Par ailleurs, l’article L. 434-2 du code de la sécurité sociale énonce que le taux de l’incapacité permanente est déterminé d’après la nature de l’infirmité, l’état général, l’âge, les facultés physiques et mentales de la victime ainsi que d’après ses aptitudes et sa qualification professionnelle, compte tenu d’un barème indicatif d’invalidité.
En l’espèce, Monsieur [D] soutient que la consolidation de son état de santé est prématurée dans la mesure où il n’a pas été tenu compte des lésions affectant son épaule qu’il impute à son accident du travail.
Or, il sera relevé que les lésions affectant l’épaule n’ont été médicalement constatées que le 22 juillet 2022 soit cinq mois après l’accident. Il n’est pas établi que ces lésions aient fait l’objet d’un certificat médical de nouvelles lésions et qu’elles aient été prises en charge par la caisse à ce titre. Plus généralement, aucun élément médical ne permet de rattacher les lésions de l’épaule à l’accident du travail survenu le 22 mars 2022. Au contraire, il résulte du certificat médical établi par le Docteur [H], médecin-traitant de Monsieur [D] que les arrêts de travail postérieurs au 17 février 2023 trouvent leur origine dans une pathologie qui n’a pas été prise en charge au titre de l’accident du travail.
Monsieur [D] ne démontrant pas qu’à la date du 17 février 2023, son état consécutif à l’accident du travail du 22 mars 2022 continuait d’évoluer ou impliquait la réalisation de soins, il sera débouté de sa contestation relative à la date de consolidation, sans qu’une mesure d’instruction, dont l’objet n’est que de palier sa carence dans l’administration de la preuve, soit ordonnée.
S’agissant du taux d’incapacité, la décision attributive d’une indemnité en capital fait état d’une discrète lombalgie résiduelle.
La lésion affectant l’épaule n’étant pas prise en charge au titre de la législation professionnelle, c’est à juste titre qu’il n’en a pas été tenu compte dans la fixation du taux d’incapacité de Monsieur [D].
Par ailleurs, les doléances de Monsieur [D] s’agissant des conséquences des lésions dorsales ne sont pas imputables à l’accident du travail dont il a été consolidé le 17 février 2023 mais à la rechute de cet accident du 18 octobre 2023.

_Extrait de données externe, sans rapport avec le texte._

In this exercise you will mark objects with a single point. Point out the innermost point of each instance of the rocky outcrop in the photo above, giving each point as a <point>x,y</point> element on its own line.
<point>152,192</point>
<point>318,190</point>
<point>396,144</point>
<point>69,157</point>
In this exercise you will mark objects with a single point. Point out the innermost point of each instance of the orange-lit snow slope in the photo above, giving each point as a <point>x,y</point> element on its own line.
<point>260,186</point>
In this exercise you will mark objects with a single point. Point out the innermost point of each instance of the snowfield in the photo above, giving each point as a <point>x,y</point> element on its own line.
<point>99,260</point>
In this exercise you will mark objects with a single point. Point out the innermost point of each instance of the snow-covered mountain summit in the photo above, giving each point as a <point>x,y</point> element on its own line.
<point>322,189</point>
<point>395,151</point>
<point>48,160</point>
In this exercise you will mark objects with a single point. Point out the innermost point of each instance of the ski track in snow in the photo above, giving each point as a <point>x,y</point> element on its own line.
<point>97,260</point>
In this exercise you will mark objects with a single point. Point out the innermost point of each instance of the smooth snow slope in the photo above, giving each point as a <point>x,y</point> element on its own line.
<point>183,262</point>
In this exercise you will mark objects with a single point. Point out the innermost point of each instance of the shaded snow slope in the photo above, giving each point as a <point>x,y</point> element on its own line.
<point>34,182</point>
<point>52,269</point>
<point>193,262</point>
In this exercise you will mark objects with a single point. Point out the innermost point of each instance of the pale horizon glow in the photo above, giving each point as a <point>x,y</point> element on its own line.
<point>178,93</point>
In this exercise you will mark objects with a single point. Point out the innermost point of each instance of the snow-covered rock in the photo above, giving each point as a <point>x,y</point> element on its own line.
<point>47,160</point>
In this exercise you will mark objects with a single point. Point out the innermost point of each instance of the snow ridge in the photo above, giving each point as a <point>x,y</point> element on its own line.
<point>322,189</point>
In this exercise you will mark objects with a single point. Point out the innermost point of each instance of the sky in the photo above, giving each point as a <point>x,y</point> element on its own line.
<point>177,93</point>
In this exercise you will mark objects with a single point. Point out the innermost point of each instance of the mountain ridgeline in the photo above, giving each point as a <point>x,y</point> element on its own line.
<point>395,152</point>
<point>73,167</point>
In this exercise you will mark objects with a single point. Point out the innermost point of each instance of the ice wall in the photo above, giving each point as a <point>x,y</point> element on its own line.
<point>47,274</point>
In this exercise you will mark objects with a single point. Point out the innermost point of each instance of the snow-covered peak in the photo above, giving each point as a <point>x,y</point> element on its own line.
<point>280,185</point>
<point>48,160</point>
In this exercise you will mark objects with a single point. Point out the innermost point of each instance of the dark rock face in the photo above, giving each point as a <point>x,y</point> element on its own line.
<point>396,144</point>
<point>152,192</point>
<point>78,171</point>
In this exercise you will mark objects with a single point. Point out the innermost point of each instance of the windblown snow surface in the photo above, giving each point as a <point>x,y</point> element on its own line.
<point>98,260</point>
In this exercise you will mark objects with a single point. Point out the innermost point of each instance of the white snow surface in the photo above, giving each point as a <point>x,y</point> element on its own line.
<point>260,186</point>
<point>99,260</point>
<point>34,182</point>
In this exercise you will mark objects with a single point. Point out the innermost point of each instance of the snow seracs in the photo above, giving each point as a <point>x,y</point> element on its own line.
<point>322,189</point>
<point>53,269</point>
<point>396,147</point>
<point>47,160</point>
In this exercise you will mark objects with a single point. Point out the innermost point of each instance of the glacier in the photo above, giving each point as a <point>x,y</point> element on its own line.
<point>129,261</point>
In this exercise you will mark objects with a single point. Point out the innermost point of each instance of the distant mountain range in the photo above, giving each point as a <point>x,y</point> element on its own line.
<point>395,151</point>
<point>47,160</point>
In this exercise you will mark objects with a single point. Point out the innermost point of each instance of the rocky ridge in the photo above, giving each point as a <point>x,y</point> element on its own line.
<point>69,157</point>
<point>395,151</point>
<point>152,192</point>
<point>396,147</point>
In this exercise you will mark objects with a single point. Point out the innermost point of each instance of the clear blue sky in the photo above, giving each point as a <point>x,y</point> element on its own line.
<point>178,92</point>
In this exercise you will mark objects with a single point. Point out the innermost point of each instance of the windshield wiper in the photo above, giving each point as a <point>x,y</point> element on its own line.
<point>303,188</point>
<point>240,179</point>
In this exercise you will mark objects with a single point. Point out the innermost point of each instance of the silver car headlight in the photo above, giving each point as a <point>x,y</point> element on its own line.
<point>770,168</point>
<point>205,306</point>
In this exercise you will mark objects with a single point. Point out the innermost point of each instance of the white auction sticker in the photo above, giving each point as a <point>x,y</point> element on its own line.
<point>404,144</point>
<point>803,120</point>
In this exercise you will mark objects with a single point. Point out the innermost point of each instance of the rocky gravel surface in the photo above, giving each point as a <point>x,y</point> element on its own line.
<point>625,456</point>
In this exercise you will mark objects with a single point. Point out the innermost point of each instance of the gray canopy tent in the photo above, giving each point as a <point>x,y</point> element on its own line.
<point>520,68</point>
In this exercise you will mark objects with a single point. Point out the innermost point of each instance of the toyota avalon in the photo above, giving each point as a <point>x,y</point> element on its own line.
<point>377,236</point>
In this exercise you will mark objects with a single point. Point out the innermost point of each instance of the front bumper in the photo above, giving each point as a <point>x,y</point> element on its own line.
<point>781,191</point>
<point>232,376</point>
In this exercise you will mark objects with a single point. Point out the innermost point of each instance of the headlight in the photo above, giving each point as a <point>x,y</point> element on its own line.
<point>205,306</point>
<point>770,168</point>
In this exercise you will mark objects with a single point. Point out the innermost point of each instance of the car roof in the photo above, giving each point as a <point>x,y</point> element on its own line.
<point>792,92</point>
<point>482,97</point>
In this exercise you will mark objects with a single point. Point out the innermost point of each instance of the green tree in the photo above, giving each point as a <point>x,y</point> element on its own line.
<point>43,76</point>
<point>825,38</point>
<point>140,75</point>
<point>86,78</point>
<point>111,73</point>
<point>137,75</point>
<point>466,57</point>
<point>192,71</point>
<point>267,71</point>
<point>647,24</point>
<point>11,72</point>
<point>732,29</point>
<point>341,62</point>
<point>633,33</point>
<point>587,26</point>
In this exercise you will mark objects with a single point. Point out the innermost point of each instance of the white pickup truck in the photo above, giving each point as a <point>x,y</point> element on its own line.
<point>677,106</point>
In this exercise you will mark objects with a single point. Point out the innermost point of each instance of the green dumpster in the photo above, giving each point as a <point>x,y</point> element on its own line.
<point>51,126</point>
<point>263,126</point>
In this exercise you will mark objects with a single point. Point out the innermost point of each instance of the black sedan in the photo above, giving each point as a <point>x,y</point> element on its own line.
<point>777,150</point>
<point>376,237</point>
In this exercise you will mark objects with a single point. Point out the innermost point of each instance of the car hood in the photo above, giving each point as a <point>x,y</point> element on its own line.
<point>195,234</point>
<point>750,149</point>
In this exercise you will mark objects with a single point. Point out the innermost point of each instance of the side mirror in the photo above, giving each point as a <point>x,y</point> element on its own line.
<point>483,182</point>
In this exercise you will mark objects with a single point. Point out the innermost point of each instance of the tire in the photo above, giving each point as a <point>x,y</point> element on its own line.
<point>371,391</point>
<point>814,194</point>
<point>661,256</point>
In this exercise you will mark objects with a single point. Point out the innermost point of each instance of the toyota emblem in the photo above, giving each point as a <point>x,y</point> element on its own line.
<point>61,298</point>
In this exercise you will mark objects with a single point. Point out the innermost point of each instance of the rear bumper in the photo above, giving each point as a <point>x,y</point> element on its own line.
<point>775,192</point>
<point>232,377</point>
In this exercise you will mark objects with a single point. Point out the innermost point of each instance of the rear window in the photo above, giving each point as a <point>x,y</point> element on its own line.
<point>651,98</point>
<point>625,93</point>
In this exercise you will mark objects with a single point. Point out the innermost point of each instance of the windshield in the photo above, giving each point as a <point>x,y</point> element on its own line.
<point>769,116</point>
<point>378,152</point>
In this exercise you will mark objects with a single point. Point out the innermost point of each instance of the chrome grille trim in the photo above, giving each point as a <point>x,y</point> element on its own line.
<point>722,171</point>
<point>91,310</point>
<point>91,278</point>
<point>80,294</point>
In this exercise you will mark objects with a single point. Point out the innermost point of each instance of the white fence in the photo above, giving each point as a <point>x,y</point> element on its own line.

Le requérant ne rapportant aucun élément médical probant permettant de remettre en cause le taux d’incapacité permanente de 5 % initialement attribué au regard de ses séquelles à la date de consolidation, il sera débouté de l’ensemble de ses demandes sans qu’une mesure d’instruction, dont l’objet n’est que de palier sa carence dans l’administration de la preuve, soit ordonnée.
Sur les mesures accessoires :
Par application des dispositions de l’article 696 du code de procédure civile, la partie perdante est condamnée aux dépens, à moins que le juge, par décision motivée, n’en mette la totalité ou une fraction à la charge d’une autre partie.
Succombant dans le cadre de la présente instance, Monsieur [D] sera condamné aux dépens.
PAR CES MOTIFS
Le pôle social du tribunal judiciaire de Bourg-en-Bresse, statuant publiquement, par jugement contradictoire, rendu en premier ressort, par mise à disposition au greffe,
DEBOUTE Monsieur [F] [D] de ses demandes,
CONDAMNE Monsieur [F] [D] aux dépens.
En foi de quoi le Président et le Greffier ont signé le présent jugement.